True, the dress was pretty spectacular, a navy blue satin Albert Nipon with a lot of crisscrossing straps across the low-cut back. It was a castoff from Madam Mim, but I had to admit, it still looked pretty fabulous.
“I’ll do your hair,” Becca volunteered. This was okay, because Becca never overdid things.
“My mom’s hairdresser is doing mine,” Verity said, “so I’d better be going. Toodles.”
“Toodles,” I repeated, deadpan.
Becca waited for the door to close behind Verity. “How much do you want to bet she ends up looking like RuPaul?” she asked.
“No takers on that,” I said.
The style Becca chose for me was pretty simple, pulled back on the sides and held in place by a clip made of pearls. The rest of my hair hung straight over my shoulders. The only jewelry I had on, aside from the hair clip, was the blue ring on my finger.
It still made me wonder. I mean, you’d have thought that would be the first thing that Gram and the other witches would have noticed, especially since Morgan had given it to me, but they hadn’t said anything about it.
No one
had ever said anything about it.
But let’s be honest, that wasn’t the real issue.

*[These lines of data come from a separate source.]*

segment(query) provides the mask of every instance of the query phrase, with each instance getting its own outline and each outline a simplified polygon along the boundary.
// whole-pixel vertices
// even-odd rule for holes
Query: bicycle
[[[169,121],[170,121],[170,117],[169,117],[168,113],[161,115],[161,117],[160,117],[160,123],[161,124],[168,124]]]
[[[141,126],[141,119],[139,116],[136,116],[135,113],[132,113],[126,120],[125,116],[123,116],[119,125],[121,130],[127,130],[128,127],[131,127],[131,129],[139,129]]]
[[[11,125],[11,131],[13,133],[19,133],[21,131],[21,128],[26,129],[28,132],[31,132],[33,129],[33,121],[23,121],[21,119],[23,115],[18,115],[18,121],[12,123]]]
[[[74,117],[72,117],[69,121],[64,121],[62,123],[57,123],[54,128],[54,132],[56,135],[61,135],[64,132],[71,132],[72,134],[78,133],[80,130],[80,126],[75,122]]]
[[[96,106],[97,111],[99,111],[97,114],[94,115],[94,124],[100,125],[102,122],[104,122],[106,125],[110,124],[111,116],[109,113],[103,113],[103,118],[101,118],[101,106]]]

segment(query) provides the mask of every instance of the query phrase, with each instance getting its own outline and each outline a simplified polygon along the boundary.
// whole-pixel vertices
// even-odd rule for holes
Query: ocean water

The question I had to ask myself was, why hadn’t
I
said anything about it? Why did I make a point of wearing it wrong way out, so that the stone didn’t show? Why had it become a habit to keep my other hand held over it?

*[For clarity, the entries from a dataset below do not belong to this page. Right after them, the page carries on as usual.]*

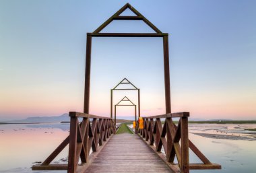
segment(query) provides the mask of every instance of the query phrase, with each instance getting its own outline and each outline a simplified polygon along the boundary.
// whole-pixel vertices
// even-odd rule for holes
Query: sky
[[[127,3],[169,34],[172,112],[256,119],[255,1],[0,0],[0,120],[83,112],[86,33]],[[102,32],[154,31],[119,21]],[[126,77],[141,116],[164,114],[162,49],[160,38],[94,38],[90,113],[109,116]],[[114,104],[125,96],[137,104],[134,91],[115,92]]]

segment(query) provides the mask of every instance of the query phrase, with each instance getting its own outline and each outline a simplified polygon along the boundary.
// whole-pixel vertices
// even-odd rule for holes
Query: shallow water
[[[43,161],[53,151],[69,130],[69,124],[0,125],[0,172],[30,170],[33,162]],[[67,149],[54,161],[67,157]]]
[[[253,139],[256,135],[245,133],[244,129],[255,127],[256,125],[189,125],[189,132],[226,133]],[[0,125],[0,172],[53,172],[31,171],[30,167],[33,162],[46,159],[69,135],[69,124]],[[189,133],[189,139],[212,162],[222,166],[220,170],[191,170],[191,172],[255,172],[256,141],[219,139],[193,133]],[[55,162],[67,157],[67,149],[66,147]],[[189,156],[190,162],[199,162],[193,153]]]

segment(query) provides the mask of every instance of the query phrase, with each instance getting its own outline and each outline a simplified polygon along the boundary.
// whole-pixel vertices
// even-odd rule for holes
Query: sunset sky
[[[169,33],[172,112],[256,120],[255,1],[1,0],[0,120],[82,112],[86,33],[127,3]],[[119,21],[102,32],[152,32]],[[90,113],[109,116],[124,77],[140,88],[142,116],[164,113],[162,49],[160,38],[93,38]],[[116,92],[114,104],[137,104],[135,92]]]

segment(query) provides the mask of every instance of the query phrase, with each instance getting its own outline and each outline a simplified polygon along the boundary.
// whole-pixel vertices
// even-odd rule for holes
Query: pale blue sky
[[[82,112],[86,33],[127,2],[170,34],[172,112],[255,118],[255,1],[1,0],[0,120]],[[121,30],[150,32],[124,22],[104,31]],[[109,89],[125,77],[142,114],[164,112],[162,43],[94,38],[91,112],[109,114]]]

It didn’t have anything to do with Morgan. I’d gotten over being hurt that she’d used me the way she had. Morgan was just one of those people who didn’t value friendship. Actually, I was glad that she’d turned out to be the way she was, because now I wouldn’t feel bad for her when Bryce did whatever he had to do to her.
No, that wasn’t true. I would feel bad. I
did
feel bad. I’d liked Morgan, even if she didn’t care a thing about me. But there was nothing I could do for either of us. At least I knew that she wouldn’t be imprisoned in amber again.
But she wasn’t the reason I still wore the ring. It was because of how it made me feel. Whole. Strong. Confident. But then why . . .
“Whoa,” Becca said. I’d jumped in the chair. She stepped back, holding the comb aloft. “Did I pull your hair?”
“No. No, it’s not that. I just wanted to know . . . ” I turned the ring face out and held up my hand. “Can you see this?”